Positive Relationships in Education

I have wanted to write this post for a while, but never seemed to get around to writing it.  From the age of ten I have wanted to become a Physical Education Teacher and everything in my career so far has been done to achieve this goal. I remember my first PE lecture at Edge Hill University where Dr Graham Smith told us “teaching is one big stage and you are the actors, so make this act a good one”.  I will never forget this, as it is so true, once you step inside school then your personal life stays at the front door and disguise_glassesyou become a professional actor! When I say actor I do not mean you dress up in costume for your lessons (well not everyday!) but you do become a positive influence over the young people you inspire.  I was directed to this book (Link) at the early stages of my career and should be a must read for all teachers both old and new to the profession, as the best teachers never stop learning.  It gives some great ideas on how to get the best out of your students.  Everyones teaching and learning journeys will be different on how they came to where they are now, but one thing I have learnt is that relationships are crucial.  Not only with students, but other teachers, admin, parents who help to create the learning environment for all to achieve.  Now I am a very positive person and always look for the positives out of each situation.

I have mentored both old and new teachers and this has helped to see a lot of amazing lessons, but also a lot of not so amazing lessons.  I have always been personally very open to feedback, though I have mentored some who are not so.

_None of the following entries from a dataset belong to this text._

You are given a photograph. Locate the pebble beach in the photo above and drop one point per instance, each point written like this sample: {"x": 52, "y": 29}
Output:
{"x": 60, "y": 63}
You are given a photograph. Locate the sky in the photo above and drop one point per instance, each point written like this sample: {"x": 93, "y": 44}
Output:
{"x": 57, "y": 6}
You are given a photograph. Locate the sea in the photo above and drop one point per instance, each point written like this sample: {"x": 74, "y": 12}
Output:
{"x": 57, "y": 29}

I have a very open door policy when it comes to teaching as I have nothing to hide, but I know some teachers who have to have a months notice before an observation is allowed.

So what is my point?

I have never really found it hard to strike up conversation with anyone of any age, and this may be down to my life experiences so far.  I have found that by being a positive individual it helps with creating that positive environment in which students are not afraid to FAIL.

Screen Shot 2015-05-30 at 15.57.56This year especially I have observed individuals social skills and how they interact with people their own age and students in their classroom.  I have been lucky enough to work with a variety of ages throughout my career either in teaching or coaching and know how important it is to get you point across using a variety of methods. Dr Graham Smith use to tell us that as a teacher you need to have a variety of hats on as a teacher and have all these different skills that allow you to become all of these different occupations (Teacher Hats).  Teaching is not how it use to be where teachers walked into the classroom, lectured, students listened and then did a test to see how clever they are.  Teaching has evolved and you need to have a variety of different skills, but communication should be high on that list.

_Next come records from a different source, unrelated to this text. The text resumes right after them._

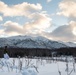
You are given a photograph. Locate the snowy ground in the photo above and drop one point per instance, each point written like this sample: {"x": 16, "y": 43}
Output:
{"x": 24, "y": 66}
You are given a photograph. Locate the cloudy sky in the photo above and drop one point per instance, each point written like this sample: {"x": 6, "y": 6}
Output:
{"x": 54, "y": 19}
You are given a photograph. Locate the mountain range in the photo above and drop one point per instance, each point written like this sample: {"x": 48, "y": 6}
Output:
{"x": 33, "y": 42}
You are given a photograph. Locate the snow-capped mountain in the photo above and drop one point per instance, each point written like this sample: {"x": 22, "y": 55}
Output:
{"x": 32, "y": 42}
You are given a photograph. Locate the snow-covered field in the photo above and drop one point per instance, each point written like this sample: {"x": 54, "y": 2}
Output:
{"x": 27, "y": 66}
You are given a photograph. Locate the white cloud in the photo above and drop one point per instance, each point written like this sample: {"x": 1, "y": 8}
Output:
{"x": 49, "y": 1}
{"x": 64, "y": 33}
{"x": 67, "y": 8}
{"x": 39, "y": 23}
{"x": 1, "y": 19}
{"x": 23, "y": 9}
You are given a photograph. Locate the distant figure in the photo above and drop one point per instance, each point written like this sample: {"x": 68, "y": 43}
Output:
{"x": 6, "y": 56}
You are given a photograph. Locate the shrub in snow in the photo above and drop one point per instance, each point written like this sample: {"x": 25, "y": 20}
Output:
{"x": 6, "y": 56}
{"x": 28, "y": 72}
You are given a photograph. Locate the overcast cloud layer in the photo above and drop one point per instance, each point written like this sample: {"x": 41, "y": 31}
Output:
{"x": 40, "y": 21}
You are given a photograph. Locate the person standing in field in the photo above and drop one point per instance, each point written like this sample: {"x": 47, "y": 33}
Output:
{"x": 6, "y": 56}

The way people speak to one another, or don’t as the only communicate through email, can be frustrating.   I have always been very patient with people and been told I am a good listener, which helps me to think about how I am going to respond to different scenarios.  I have had the pleasure this year of working with a member of admin who has shown me how important it is to have good positive relationships both in and outside of the classroom to allow others to achieve.  He has shown that by having these positive relationships there is little to no behaviour problems, homework is handed in on time, and students respect the member of staff.  I cannot say that for everyone.  So what does it come down to ? In my opinion it is communication and a mutual respect.

According to the American Psychology Association (link) to develop positive relationships with your students the following needs to take place:

  • “Show your pleasure and enjoyment of students.
  • Interact with students in a responsive and respectful manner.
  • Offer students help (e.g., answering questions in timely manner, offering support that matches students’ needs) in achieving academic and social objectives.
  • Help students reflect on their thinking and learning skills.
  • Know and demonstrate knowledge about individual students’ backgrounds, interests, emotional strengths and academic levels.
  • Avoid showing irritability or aggravation toward students.
  • Acknowledge the importance of peers in schools by encouraging students to be caring and respectful to one another.”

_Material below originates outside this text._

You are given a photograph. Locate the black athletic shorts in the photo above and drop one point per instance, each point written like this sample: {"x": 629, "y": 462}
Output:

So if this is not happening in your classroom, maybe it should be worth thinking about during your summer break.

“You improve your classroom climate by modeling positive, supportive communications skills and by teaching these skills to students. The great majority of interactions in classrooms are among students. You can influence and encourage respect in these interactions by teaching positive skills. Lessons in listening actively, using “I” messages, and negotiating conflicts show students how to treat each other with respect.”

Campbell, 2014 (link)

A task I use to use with my Sports Coaching students would be to ask them:flying_elephant_by_xlunaticxz-d73m6ov

“What makes a good coach?”

They would then have to draw one animal part that represented each characteristic and then explain the whole animal and what each part means to them. This could be done for teaching at the start of the year to show what your classes think is important to them.   Some of their ideas were amazing.

I would like to finish with a video that had a positive effect of me. Everyone in your class should feel respected and that they are worth something as they come to school to feel amazing.




1. What does your classroom environment look like? What is important to you?

2. What strategies have you found to be successful in creating your classroom environment?

3. What is most important to you and why in the classroom?

4. What hats do you wear and how does that impact your teaching?

5. What is the most important hat to your students and why?